Но Граф — глаза и уши Гитлера, на его стороне политическая сила, а сила — это все. И Рудольф с привитой ему лисьей хитростью скрывал свои истинные чувства. Он подошел к столу, взял стакан с вином, чокнулся с Графом и, напыщенно провозгласив: «За покоренный Донбасс!»— выпил. Голубые глаза его затянуло дымкой; он присел к роялю, ударил по клавишам:

Шиповник алый расцветет,

Где мы протащим пулемет...


Еще стакан коньяку — и офицерам захотелось острых ощущений. Граф поманил толстым пальцем осоловелого Петушкова.

— Дорогой, господа офицеры скучают. Нужны девицы.

Поздно ночью Петушков и Антонцев, спотыкаясь, брела по темным улицам.

— Мда! Им, чего доброго, не угодишь, — бурчал Петушков и при этом озирался: казалось, что он боится даже собственной тени. Но в голове у него возникали уже разные комбинации: бургомистр приметил представителя фирмы «Геринг и К°» и теперь соображал, как бы половчее установить с директором фирмы «деловые взаимоотношения».

Дома Антонцев обмотал голову мокрым полотенцем и засел за передовицу.

На другой день вышел первый номер газеты. «Задачи украинской интеллигенции» — так назывался плод ночных трудов редактора.

В сущности, это была не газетная статья, а простой набор слов. Антонцев беззастенчиво льстил фашистам и пытался внушить читателям мысль, что оккупанты установят действительно новый порядок на донецкой земле. Утром Нарушат прочел начало статьи, и презрительная усмешка сморщила тонкие губы старика:

— О-о, какой стиль! Ну что же, пусть старается.

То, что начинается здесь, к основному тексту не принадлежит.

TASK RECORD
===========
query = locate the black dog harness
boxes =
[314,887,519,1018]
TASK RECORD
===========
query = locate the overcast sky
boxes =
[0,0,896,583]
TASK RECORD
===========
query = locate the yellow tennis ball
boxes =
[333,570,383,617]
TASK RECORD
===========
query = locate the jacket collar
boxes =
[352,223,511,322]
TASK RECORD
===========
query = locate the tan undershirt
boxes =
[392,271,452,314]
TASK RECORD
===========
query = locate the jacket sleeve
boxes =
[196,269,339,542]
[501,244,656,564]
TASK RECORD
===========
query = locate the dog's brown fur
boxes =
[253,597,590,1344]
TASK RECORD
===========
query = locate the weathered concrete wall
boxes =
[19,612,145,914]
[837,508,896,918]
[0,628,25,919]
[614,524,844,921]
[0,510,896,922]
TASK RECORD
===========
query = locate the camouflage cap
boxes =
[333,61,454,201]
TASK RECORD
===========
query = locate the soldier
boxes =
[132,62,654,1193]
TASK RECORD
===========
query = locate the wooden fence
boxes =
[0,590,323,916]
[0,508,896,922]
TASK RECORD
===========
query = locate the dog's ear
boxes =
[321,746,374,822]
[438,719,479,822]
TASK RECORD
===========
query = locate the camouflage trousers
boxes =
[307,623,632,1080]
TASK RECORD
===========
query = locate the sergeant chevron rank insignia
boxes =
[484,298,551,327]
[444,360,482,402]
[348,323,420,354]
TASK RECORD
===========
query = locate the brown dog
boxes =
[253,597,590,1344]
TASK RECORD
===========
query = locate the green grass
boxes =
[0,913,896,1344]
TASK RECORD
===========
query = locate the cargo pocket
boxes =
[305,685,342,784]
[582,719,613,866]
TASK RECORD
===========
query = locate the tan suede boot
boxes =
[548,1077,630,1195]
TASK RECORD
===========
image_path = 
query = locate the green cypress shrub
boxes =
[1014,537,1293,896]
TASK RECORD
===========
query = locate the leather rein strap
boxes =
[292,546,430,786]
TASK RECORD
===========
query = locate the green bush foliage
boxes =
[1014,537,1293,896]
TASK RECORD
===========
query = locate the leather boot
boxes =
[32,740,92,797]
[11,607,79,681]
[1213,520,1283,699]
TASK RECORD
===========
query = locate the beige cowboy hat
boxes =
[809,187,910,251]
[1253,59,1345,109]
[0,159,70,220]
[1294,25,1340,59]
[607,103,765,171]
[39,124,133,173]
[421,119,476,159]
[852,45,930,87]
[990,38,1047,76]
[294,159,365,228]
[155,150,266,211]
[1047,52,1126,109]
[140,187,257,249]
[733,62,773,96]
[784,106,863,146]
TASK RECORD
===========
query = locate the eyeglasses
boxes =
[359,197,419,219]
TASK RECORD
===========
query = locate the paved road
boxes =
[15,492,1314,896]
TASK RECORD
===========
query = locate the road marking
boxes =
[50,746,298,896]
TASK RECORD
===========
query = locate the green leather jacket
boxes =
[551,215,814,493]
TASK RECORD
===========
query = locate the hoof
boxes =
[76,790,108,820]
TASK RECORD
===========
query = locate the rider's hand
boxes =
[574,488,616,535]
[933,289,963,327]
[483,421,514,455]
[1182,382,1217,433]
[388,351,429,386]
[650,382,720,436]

Чем запутаннее и темнее — тем лучше.

В этом же номере была помещена статья «Охрана порядка в городе». В ней сообщалось, что «в помощь военным властям привлечена созданная на добровольных началах вспомогательная украинская полиция; личный состав по всем 15 участкам подобран и приступил к практической работе». Далее сообщалось, что «в активе полиции уже есть первые успехи».

Какие это «успехи», статья не раскрывала, но ограбленное население знало об этом и без газеты.

На четвертой странице крупным шрифтом в рамке было напечатано объявление:

«На 7-й линии в доме № 20 открывается гостиница. Для обслуживания господ офицеров нужны молоденькие девицы».

Под объявлением мелким шрифтом было опубликовано распоряжение военного коменданта: Нарушат утверждал, что все «честные граждане должны выдавать коммунистов, комсомольцев и партизан». За усердную помощь военным властям в борьбе с партизанами была обещана земля. За помощь партизанам и укрывательство коммунистов—расстрел. Слово «расстрел» выделено жирным шрифтом.